Business Tip: Measuring Customer Satisfaction

If you ever worked in a customer service oriented business, you know the importance of measuring customer satisfaction (CSAT). By in large, most industries want happy customers to get repeat business and better word of mouth marketing. What's a company with no repeat business and bad word of mouth marketing? A bankrupt one. Whether your company is a clothing store, or a computer store -- you want to know what the customer thinks of you.

Proper steps of measuring customer satisfaction (CSAT):
1. Find your customer population.
2. Get a random sample.
3. Survey the random sample.

Find Your Customer Population
Let's take for example that you own an Internet service provider with 1 million customers. You want to measure whether your customers are happy with the service. To find the correct population, you need to remove yourself and other non-paying accounts (ie: employees).

Get A Random Sample
A random sample is a subset of the population that is non-bias and represent all possibilities. Let's take for example the ISP company that has 1 million customers. We need to get a sample size from it without choosing from a "bias" approach.

A common "bias" mistake that ISP companies use to measure CSAT is to survey only the customers that contact the help desk or customer service desk. This approach is flawed. The majority of the people that contact the help desk or customer service desk has problems and they are already not satisfied in one way, shape or form.

Survey the Random Sample
Surveying requires proper wording, and proper timing. Your wording and scoring should be easily understood and should be non-biased against or for the company.

One of the worst CSAT scales I've ever seen came from a former client where they measured CSAT surveys from 1 to 10. This subjective measurement does nothing for you. Many people consider "5" as adequate and "6" as good. A preferable approach is: "Bad, Fair, Neutral, Good, or Very Good".

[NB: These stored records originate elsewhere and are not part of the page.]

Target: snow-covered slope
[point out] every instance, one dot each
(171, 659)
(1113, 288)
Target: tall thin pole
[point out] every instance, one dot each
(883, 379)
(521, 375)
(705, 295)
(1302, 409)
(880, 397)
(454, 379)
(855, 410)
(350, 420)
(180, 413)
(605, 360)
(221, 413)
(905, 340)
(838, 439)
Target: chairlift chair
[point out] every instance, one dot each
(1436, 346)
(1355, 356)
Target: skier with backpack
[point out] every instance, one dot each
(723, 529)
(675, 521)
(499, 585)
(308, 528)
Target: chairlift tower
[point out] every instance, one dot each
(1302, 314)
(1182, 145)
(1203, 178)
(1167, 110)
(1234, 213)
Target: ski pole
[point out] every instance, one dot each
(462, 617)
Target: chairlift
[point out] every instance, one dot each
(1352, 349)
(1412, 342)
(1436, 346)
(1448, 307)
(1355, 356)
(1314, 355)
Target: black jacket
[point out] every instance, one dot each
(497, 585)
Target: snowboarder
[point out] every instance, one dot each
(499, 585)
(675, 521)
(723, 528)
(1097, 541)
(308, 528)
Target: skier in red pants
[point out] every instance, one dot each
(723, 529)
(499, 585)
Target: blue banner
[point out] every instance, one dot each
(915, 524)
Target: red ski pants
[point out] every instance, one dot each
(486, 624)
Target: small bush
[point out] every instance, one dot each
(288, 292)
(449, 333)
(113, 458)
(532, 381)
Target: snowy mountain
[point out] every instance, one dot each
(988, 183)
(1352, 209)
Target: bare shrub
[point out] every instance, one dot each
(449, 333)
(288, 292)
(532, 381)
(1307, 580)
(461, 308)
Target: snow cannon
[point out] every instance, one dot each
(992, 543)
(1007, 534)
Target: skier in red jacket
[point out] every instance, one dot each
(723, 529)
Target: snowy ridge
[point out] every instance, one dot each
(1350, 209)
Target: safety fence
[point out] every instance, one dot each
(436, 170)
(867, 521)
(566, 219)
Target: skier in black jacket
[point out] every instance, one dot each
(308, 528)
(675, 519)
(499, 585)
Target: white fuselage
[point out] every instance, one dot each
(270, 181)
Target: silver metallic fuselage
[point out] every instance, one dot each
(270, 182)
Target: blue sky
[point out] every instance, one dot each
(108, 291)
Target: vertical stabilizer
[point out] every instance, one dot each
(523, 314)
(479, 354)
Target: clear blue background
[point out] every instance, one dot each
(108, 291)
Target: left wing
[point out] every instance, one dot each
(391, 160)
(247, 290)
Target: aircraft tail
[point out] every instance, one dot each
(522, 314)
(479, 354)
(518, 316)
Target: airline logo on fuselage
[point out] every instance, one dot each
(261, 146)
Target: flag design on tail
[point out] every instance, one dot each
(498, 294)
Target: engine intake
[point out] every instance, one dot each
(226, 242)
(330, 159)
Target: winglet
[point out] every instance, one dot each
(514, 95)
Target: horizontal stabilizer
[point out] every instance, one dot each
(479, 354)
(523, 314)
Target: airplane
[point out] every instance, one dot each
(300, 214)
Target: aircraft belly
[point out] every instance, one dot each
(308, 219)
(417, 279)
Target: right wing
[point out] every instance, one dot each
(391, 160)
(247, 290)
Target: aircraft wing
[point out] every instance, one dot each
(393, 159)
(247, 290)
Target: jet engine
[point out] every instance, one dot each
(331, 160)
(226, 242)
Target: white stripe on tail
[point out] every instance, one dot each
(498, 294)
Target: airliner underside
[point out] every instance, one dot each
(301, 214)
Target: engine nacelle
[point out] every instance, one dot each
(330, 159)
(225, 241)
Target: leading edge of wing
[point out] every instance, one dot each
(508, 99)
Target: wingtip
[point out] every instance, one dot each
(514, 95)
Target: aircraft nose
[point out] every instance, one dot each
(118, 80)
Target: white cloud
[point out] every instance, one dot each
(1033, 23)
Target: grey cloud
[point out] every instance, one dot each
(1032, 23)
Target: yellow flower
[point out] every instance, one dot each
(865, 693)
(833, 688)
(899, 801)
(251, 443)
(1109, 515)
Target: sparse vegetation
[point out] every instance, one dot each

Timing also is important. For instance, if you're doing phone surveys -- you really don't want to survey your customers when they are at work and they are not answering their home phone. Neither would you want to survey people when they are eating dinner or sleeping. For mailings, you would probably want to survey customers right after the peak seasons, where you want to measure your "true" customer base.

Conclusion
Surveys can be a great and positive tool for your company, especially if it is done right. Consult with a statistician or a math professor if you think you need to start surveying customers. A math wiz can tell you about other survey factors such as margin of errors and confidence levels. If you fail to consult a credible third party before you survey, you may fall into what I call the "survey trap" -- where you make decisions on flawed data.

On a personal experience, I've seen clients in the survey trap and I think to this day, they are still in it. They are constantly terminating contracts, employees, and other problems for the sake of percentages and numbers that show up on their computers. There are legal consequences for these issues as well -- terminating employees for bad survey data can cost millions in unemployment hearings, wrongful termination suits, and co-employment lawsuits [co-employment is when a company has some control in a contractor's business/employees].